08/04/2009, 04:46 PM
(08/04/2009, 04:50 AM)andydude Wrote: The "super" terminology has always meant: a rank-4 function that is analogous to a rank-3 function.
Or a rank-n+1 function that is analogous to a rank-n function.
Well but for this usage we dont need the super-terminology.
As long as we are inside the operation ladder that starts with addition (or increment) we can always say tetra-exponential, tetra-logarithm (as Tetratophile already suggested), tetra-root. No need for any "super".
The meaning of "super" in this configuration is also quite cumbersome, to determine the meaning of "super-bla" one has to do the following steps:
1. determine the rank of bla
2. determine the type of bla (power,exponential, logarithm)
3. increment the rank, keep the type.
So outside the hierarchy "super" would not make any sense (no rank, no type).

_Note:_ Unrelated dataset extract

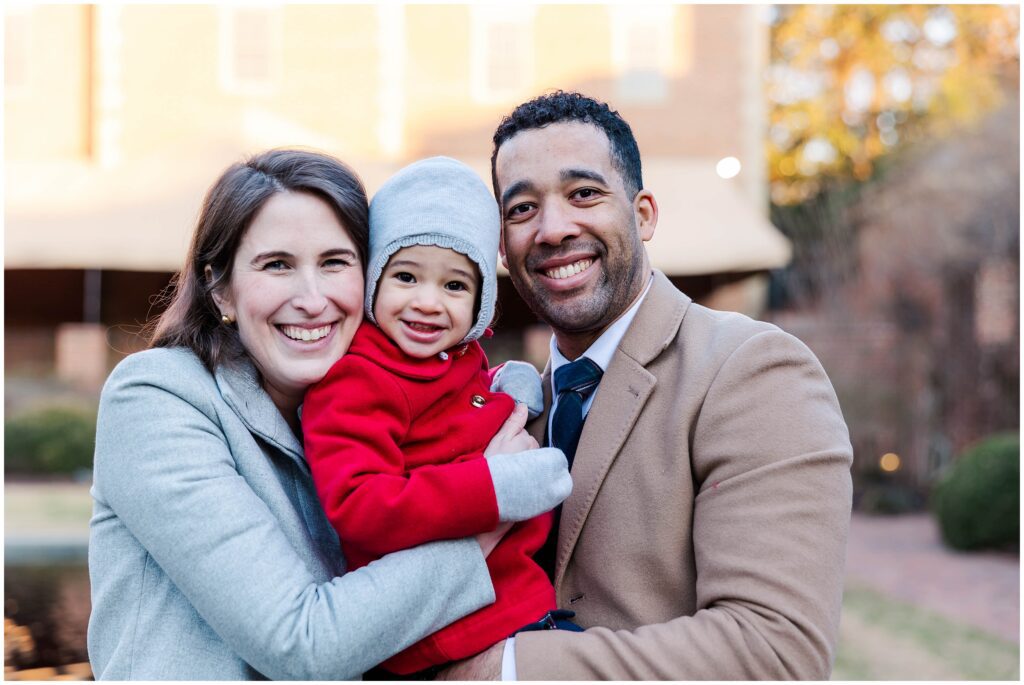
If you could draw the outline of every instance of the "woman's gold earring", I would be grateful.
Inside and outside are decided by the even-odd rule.
[[[232,318],[231,318],[230,316],[228,316],[227,314],[221,314],[221,315],[220,315],[220,320],[221,320],[221,322],[222,322],[223,324],[225,324],[225,325],[227,325],[227,326],[230,326],[231,324],[233,324],[233,323],[235,322],[235,320],[234,320],[234,319],[232,319]]]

On the other hand a terminology for the inverse Abel function is desperately needed and it has to be applicable to functions outside the hierarchy.
"Inverse Abel function of the exponential" is just not usable compared to "super-exponential".
And "super" in this new context can be defined very precisely for arbitrary functions.
And it matches the expectation, the super-exponential grows much faster than the exponential (while the old "tetra-logarithm" grows much slower than the logarithm, so one would call it rather sub-logarithm. Like Hoohsmand named his operation ultra exponential and infra logarithm, if I remember correctly).
So summarizing "super" is not needed in the default operation ladder, but a term for "inverse Abel function" is desperately needed outside the operation ladder and "super" is intuitively clear for that usage.
Quote: I have a feeling that the push for consistent terminology will leave the corpus of writings on this forum in a state of complete inconsistency.
Yes your are right. And I promise you I will never again change the name of the "intuitive iteration", but if a terminology has deficiencies thats just the course of history that it will be replaced especially if it just starts to develop.
Quote: I vote for "superlogarithm" or "Abel function of exponential". No "arcsuper".
superlogarithm can be replaced by tetra-logarithm.
"Abel function of exponential" is correct but too long!
Then make a counter suggestion for "Abel function of foo"!